CB Bottom Library Preliminary Sequencing Results

Recap of what has happened:

After the CB bottom library was transformed into (turbocomp or selection strain?) cells, 94 colonies were picked off of the plate after transformation. These colonies were then sequenced, with the eventual objective of determining several factors about our transformed library:

• How much spread does our library cover? Theoretically, the 94 colonies should be evenly spread throughout the 9,150 chip sequences, and the likelihood of a given sequence being represented twice is very low.
  • Additionally, are the backbones being represented after transformation in the same ratios as they are on the chip?
• What are the chip error rates? The process of synthesizing the chip is error-prone, but we do not know what percentage of the oligos on the chip contain errors. These errors can be SNPs or frameshifts from insertions/deletions.

Currently, the sequencing files are all located under sequences/CB bottom insert seq 08292011.

29 sequences were analyzed by hand by importing the sequence files into SeqBuilder and manually identifying the position of the F1 motif based on its translation.

Out of these 29 sequences, 6 showed a frameshift mutation, causing the F1 and F2/F3 to be expressed in different reading frames.
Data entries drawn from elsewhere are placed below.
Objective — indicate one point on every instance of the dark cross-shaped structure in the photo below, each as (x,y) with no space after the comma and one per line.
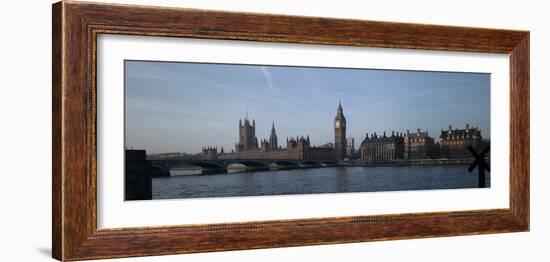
(480,163)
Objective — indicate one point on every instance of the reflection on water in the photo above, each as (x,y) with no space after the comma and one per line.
(316,180)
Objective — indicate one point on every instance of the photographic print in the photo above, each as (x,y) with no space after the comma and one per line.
(199,130)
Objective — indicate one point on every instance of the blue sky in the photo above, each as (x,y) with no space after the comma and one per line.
(180,107)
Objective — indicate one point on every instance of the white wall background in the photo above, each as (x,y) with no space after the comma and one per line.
(25,136)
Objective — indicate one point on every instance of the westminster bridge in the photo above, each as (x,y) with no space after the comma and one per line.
(222,165)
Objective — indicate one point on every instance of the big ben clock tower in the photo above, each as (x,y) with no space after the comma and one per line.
(340,133)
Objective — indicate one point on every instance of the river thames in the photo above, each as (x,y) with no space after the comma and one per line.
(316,181)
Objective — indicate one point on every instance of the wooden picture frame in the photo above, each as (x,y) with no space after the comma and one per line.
(76,26)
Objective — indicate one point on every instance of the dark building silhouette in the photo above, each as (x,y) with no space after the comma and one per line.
(340,133)
(209,152)
(454,142)
(419,145)
(273,137)
(247,136)
(383,147)
(138,175)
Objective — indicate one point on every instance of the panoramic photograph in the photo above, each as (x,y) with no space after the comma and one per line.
(200,130)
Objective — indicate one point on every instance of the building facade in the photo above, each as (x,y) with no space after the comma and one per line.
(340,133)
(350,148)
(454,143)
(297,148)
(376,148)
(247,136)
(419,145)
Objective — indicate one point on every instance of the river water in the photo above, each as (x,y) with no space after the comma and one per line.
(316,180)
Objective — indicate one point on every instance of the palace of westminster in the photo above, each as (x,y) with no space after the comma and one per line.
(453,143)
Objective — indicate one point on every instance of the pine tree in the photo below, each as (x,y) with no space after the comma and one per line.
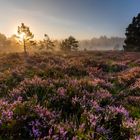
(25,35)
(69,44)
(132,41)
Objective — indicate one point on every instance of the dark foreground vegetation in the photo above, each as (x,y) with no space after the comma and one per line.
(77,96)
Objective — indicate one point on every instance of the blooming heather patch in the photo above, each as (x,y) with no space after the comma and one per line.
(86,96)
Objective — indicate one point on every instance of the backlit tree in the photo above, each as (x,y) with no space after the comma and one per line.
(25,35)
(132,41)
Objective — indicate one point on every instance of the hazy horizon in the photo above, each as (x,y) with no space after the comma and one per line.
(61,18)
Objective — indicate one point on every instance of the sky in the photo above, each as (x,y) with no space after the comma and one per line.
(83,19)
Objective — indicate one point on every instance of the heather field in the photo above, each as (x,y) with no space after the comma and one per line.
(75,96)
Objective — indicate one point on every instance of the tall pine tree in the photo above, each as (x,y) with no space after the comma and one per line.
(132,41)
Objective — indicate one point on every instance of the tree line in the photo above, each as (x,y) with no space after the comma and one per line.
(25,38)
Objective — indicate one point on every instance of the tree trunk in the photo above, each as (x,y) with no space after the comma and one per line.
(24,45)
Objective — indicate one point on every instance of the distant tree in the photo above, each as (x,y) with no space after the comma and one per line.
(25,36)
(69,44)
(47,44)
(132,41)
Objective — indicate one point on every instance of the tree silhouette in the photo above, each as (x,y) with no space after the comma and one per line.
(25,35)
(69,44)
(47,44)
(132,41)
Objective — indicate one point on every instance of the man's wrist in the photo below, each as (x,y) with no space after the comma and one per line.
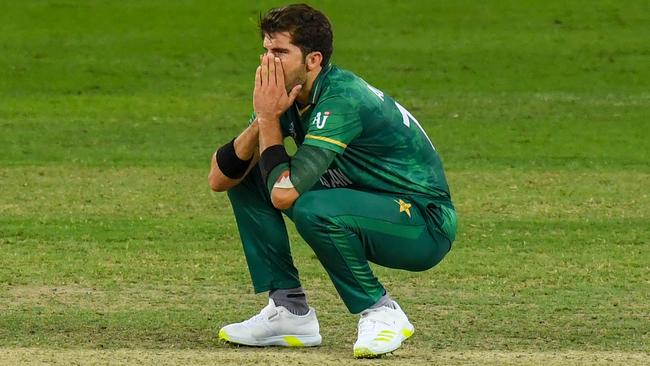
(263,120)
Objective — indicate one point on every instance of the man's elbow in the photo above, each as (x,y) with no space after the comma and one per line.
(218,184)
(283,198)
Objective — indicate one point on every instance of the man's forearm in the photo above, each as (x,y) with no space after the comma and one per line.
(246,147)
(246,143)
(269,134)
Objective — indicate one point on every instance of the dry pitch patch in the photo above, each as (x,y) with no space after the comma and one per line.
(322,356)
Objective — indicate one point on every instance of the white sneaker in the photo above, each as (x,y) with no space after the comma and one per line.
(381,331)
(275,326)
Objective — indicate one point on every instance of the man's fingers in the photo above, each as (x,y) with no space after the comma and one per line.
(272,72)
(279,73)
(258,77)
(294,93)
(265,71)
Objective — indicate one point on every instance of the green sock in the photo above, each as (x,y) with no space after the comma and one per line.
(294,299)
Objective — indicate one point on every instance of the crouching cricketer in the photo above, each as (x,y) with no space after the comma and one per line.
(365,185)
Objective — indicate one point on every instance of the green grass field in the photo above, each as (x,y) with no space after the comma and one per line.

This indicates that based on these results, roughly 20% of the oligos on the chip contain frameshift mutations. This may be ok, due to the remaining 80% being available. The mutated oligos will simply be dropped out of the pool during selection due to creation of a nonfunctional protein.

Furthermore, 2 of the 29 sequences contained SNPs. One of them changed the F in "FQCRICMRN" to an S, while the other SNP introduced an early stop codon into the zinc finger, also making it non-functional.

Out of the 94 colonies that were sequenced, 20 of the traces were sufficiently poor quality that no F1 was identified.

For the future, we will need to create a script that will compare the sequenced results to the actual chip database. This can be accomplished with the following steps:

1. Perform restriction cuts on the chip in silico, that is, manually edit out the primer tag/type II binding site, leaving only the part that encodes the F1 finger. This will be the dictionary that we will use to check all of our sequences against.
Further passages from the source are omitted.